Morgan Freeman says, “Acting is reacting in my book.”
That’s really what it is.
We hear someone say something to us under different circumstances and it makes us react. We cry. We lose our shit. We laugh. We express feeling. We follow an instinct.
Sometimes our reactions-when they aren’t planned and controlled-are surprising to us. The incredible honesty that being in the moment creates, triggers us in unexpected and very human ways.
This is where we want to go in our work. Always.
But it can also generate a conundrum. React without thinking in our work. And yet as we evolve, stop reacting mindlessly in our lives.
Acting isn’t asking us to be messes emotionally in our lives. It’s actually healing us into working through sticky areas we may have never faced before. Dealing with pain. Learning how to express authentic feeling. Standing up for ourselves. Communicating honestly. Owning our power.
These things can’t be achieved when we live in chaos. Acting doesn’t support that kind of disconnect (or rather, it can), but in the kind of breakthroughs we want to achieve in our lives, acting is the catalyst to become more present with our feelings in a very active, cathartic way.
The challenge is that as we become more mindful in our own lives of how we treat ourselves and others, what we demand for ourselves and what we no longer want to put up with, it oftentimes can make us feel as if we should be inhibiting certain reactions in our work.
Don’t. The actual reacting to things without a censor is also what simultaneously gives us insight into how we can make healthier choices in our own lives. And even though we’re on the road then to becoming enlightened Buddhas, it doesn’t mean we won’t backslide in our own lives.
We will.
You’ll see someone on the street you had a bad run-in with five years ago. You’ll both pretend you don’t see each other. Or you’ll cross to the other side just to avoid him. You’re at the gym and run into someone else you don’t want to see. Eeeeek. You’ll pretend to be on your cell phone. Events like these will demonstrate to us where we’re still stuck.
If connection is what we’re all after, it’s not just sweet, fun, flirty connection. It’s also connection that’s forged through awkwardness and hurt feelings and forgiveness and letting go. It’s created by creating healing with someone or reaching out even though it would be easier to ignore the person. Connection is really about allowing ourselves to be fully expressed even in situations that, at the surface, seem to be about mis-connection.
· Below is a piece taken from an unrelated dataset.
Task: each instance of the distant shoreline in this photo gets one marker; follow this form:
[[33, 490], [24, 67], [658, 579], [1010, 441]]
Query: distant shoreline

Icky, weird, awful, confusing, sad, and painful are also experiences of connection just as deep as uplifting, joyful, intimate, loving, creative, and passionate.
Just like in our acting, they’re all, ultimately, reactions-to a moment, a person, a situation, ourselves.
Allow yourself to do more of that in your acting and your life, while at the same time, you’ll be able to become more aware of how you’ve evolved past habituated reactions in life so that you can choose to react differently.
And isn’t that what life is all about? Choosing to react differently to things that we have no control over? That leads to a healthier, happier, more productive, and paradoxically, less reactive life.